Carl, no, I didn't have the foresight to wax the blades. And yes, the tangs must have had enough mineral oil left on them since I flushed out the factory grit first thing. I honestly was going to take it out of my pocket before I got in the pool. But if this report can serve as encouragement to others to not be afraid of CV blades than my mistake was not in vain. I read the 1-star reviews on Amazon, and clearly some of those reviewers just didn't know what they had or how to take care of it. CV steel isn't indestructable, but if you know how to take care of it it's durable enough.
Speaking of CV, I wonder if there's a Cult of the Sodbuster Jr. thread somewhere out there on BF?
Lee
PS. I showed my Case Peanut to a coworker today, and he actually laughed at it. He's used to me bringing in medium to large size slipjoints. I had to explain, no, really, this is a real knife, and yes I'm carrying it everywhere for a month.
Lee, the one star reviews do not surprise me in the least. We now live in a time when there are a couple generations that have never felt with anything but stainless steel. They expect to have their knife of choice to be maintenance free, and nice and shiny forever.
When I grew up, stainless steel was not all that common and had a bad name from all the table ware junk of the 1930's and 40's. In the 1950's carbon steel was still the main norm for pocket knives. My own dad was skeptical of stainless steel. He carried and cared for his little carbon steel peanut and if that was too small, he had a cut down carbon steel machete in his car truck that was his 'bushwhacker' as he called it. It wasn't until the 1960's that stainless steel came into it's own, and actually replaced carbon steel as the mainstream martial. I call this the "Buck Knife Generation." I really believe e that Buck and the famous 110 was the tipping point in knife production and making stainless THE blade material. By the 1970's the Buck and its black belt pouch were on the hips of truck drivers, construction workers, bikers, factory/warehouse workers, hunters, campers, and the rest of society. With the Buck knife craze people used the ever lovin dog poo out often and they took it. Stainless got respect at last.
On the other hand, carbon steel is not going to rust away on you over night. Like your peanut that went swimming, it's just surface stuff and wipes off with some oil and 0000steel wool. A little prevention goes a very very long way, but people now have got lazy. They don't want to take the time to do just a tad of prevention. Just use and go. Good thing they make peanuts in stainless. Case stainless will see you through most jobs you haver to do. It's like the stainless in Victorinox SAK's, good stuff.

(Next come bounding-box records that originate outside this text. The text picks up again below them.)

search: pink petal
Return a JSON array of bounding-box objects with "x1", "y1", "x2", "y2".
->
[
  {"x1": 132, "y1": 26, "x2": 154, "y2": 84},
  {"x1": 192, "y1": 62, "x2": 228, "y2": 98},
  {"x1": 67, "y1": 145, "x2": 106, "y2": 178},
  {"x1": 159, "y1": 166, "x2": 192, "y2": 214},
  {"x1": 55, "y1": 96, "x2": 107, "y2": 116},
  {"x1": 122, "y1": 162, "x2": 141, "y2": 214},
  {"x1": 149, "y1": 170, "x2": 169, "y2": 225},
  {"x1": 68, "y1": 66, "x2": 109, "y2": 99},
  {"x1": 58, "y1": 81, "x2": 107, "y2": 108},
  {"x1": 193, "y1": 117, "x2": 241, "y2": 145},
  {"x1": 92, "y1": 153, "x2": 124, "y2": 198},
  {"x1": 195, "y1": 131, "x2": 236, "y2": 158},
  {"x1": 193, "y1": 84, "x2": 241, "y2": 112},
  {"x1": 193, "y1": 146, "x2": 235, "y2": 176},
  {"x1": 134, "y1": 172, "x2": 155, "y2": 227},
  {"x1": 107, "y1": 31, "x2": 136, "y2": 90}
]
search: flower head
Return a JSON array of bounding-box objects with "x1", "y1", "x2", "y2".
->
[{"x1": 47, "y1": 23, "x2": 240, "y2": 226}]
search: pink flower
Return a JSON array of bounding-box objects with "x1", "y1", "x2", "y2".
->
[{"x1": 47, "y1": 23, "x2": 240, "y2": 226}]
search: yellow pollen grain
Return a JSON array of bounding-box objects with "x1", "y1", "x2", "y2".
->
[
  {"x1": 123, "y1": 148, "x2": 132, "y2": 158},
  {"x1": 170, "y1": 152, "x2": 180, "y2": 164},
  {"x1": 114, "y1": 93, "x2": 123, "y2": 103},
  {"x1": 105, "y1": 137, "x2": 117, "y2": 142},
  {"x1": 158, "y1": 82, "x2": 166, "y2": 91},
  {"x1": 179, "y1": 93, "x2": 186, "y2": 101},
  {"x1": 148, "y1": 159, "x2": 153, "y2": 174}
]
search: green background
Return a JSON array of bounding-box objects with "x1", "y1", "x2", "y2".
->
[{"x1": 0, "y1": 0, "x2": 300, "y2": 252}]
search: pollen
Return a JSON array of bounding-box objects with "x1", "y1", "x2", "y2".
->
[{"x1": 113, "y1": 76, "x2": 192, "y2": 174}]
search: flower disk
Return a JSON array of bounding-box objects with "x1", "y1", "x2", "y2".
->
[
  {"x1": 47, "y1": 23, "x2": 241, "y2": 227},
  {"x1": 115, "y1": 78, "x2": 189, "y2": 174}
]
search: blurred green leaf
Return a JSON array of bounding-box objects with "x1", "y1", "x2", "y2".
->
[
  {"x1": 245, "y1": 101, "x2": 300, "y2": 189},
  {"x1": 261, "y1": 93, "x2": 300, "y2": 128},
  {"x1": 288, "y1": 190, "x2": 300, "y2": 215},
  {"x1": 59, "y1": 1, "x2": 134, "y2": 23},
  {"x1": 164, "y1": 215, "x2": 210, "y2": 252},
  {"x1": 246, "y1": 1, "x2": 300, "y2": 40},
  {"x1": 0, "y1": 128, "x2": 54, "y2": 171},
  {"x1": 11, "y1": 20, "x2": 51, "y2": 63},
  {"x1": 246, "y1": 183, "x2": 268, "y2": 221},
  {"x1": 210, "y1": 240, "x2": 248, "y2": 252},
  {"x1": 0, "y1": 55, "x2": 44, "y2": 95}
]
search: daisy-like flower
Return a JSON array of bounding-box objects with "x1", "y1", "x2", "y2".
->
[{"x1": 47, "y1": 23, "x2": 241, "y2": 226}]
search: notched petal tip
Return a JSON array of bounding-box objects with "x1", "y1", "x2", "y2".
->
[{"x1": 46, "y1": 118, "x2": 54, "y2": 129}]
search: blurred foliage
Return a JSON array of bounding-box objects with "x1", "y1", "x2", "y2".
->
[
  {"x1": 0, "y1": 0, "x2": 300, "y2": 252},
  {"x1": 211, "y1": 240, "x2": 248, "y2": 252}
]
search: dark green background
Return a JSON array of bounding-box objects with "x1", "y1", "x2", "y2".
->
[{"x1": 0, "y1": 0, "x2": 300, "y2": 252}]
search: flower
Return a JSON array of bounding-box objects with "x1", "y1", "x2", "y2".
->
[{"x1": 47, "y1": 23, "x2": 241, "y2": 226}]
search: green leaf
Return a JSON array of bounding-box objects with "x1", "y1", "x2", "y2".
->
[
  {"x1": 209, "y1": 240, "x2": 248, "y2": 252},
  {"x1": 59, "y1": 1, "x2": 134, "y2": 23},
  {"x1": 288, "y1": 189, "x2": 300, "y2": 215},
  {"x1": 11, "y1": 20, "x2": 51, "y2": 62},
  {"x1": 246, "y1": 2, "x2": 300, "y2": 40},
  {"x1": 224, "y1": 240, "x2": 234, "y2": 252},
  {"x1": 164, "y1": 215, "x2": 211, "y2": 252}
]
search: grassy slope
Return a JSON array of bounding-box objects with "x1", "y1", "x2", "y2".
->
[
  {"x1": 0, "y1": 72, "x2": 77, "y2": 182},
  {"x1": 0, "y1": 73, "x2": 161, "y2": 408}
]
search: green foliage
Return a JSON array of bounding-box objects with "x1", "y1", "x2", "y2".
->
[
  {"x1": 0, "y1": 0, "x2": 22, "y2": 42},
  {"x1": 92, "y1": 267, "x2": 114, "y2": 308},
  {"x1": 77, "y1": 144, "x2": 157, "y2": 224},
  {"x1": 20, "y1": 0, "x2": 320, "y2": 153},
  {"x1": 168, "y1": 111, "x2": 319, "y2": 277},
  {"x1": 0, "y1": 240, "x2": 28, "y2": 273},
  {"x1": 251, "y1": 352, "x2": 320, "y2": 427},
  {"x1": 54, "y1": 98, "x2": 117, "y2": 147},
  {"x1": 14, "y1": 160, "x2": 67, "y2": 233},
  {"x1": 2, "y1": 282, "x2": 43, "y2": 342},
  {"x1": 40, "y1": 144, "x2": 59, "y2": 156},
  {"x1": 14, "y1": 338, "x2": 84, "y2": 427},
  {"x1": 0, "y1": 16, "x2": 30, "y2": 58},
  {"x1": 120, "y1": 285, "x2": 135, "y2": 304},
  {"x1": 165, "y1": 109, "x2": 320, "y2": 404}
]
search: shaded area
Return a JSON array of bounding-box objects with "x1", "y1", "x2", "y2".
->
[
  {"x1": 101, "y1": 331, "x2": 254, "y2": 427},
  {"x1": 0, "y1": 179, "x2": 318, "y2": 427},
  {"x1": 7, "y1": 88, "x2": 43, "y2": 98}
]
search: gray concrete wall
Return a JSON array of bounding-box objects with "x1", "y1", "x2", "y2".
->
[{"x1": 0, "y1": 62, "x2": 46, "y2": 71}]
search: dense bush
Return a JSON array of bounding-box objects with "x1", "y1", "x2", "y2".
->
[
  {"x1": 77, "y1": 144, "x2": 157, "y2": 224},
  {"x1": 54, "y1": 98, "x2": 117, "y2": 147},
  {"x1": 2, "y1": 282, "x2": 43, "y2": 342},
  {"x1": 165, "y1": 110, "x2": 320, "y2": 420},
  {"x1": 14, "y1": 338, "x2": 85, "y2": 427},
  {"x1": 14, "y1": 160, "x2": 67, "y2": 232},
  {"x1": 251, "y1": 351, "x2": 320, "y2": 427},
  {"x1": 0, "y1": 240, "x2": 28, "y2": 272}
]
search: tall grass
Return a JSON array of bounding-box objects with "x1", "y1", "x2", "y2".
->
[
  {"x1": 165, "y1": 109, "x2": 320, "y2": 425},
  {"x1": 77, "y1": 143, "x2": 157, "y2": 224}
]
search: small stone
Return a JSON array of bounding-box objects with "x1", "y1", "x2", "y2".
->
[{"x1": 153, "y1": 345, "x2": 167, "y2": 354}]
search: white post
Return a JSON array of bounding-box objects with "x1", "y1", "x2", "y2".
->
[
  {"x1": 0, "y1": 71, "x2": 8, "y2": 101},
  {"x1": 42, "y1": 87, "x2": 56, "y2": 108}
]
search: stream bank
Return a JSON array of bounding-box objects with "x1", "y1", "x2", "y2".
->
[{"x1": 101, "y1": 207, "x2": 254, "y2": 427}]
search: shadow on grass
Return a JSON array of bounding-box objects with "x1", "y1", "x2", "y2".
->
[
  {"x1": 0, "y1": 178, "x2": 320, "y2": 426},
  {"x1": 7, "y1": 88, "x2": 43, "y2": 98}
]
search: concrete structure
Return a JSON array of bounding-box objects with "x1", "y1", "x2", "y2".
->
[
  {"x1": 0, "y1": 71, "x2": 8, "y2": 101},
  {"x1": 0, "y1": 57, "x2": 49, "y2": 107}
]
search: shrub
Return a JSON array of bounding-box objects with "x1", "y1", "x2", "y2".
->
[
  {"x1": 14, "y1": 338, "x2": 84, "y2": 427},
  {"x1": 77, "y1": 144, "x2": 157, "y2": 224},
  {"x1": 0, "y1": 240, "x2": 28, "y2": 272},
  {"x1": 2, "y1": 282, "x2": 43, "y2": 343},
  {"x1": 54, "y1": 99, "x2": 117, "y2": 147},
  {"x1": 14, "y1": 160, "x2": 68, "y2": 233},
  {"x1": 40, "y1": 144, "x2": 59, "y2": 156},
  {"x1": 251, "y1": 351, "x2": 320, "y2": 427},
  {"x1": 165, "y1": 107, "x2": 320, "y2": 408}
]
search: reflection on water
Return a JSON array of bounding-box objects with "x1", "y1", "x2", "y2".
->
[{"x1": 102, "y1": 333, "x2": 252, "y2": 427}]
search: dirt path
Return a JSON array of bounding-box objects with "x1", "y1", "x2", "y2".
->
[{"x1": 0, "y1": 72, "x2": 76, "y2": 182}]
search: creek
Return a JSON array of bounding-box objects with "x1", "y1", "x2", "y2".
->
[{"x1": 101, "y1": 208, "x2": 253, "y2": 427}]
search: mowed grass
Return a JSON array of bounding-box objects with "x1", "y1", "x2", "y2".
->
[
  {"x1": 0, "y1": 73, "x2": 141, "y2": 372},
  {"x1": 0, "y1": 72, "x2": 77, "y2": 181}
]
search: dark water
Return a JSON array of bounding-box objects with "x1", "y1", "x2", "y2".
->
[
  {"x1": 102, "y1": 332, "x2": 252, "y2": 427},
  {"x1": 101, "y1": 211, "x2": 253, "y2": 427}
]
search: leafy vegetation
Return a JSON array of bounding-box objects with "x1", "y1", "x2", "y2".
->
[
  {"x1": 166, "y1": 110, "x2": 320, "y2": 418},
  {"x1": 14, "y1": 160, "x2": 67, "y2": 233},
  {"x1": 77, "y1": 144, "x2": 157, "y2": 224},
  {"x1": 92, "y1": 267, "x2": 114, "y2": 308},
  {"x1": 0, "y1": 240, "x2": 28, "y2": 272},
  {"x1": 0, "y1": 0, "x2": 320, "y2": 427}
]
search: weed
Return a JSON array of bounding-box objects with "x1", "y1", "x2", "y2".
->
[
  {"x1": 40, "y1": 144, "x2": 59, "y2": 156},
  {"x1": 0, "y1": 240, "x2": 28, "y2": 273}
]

People say a SAK won't hold an edge, but compared to what? I unboxed a whole sofa that my sister in law ordered off the internet with a SAK, and had to slice through lots of double layered cardboard cocoon and packing tape to unbox that big sofa. The SAK did just fine and after I cleaned off the glue smears with some hand sanitizer that was mostly alcohol, it was still shape enough go on with. A 30 second touch up on the bottom of a coffee mug had it razor sharp again.
If the Vikings cold cross the ocean in open boats with their swords and axes not rusting away by the time they got to Greenland and Nova Scotia, and the conquistadors made it all the way to the new world with their rapiers and daggers intact, a carbon steel pocket kmie for the modern jungle of surbubia is not a great handicap.
Add a little Chapstick and you're all set.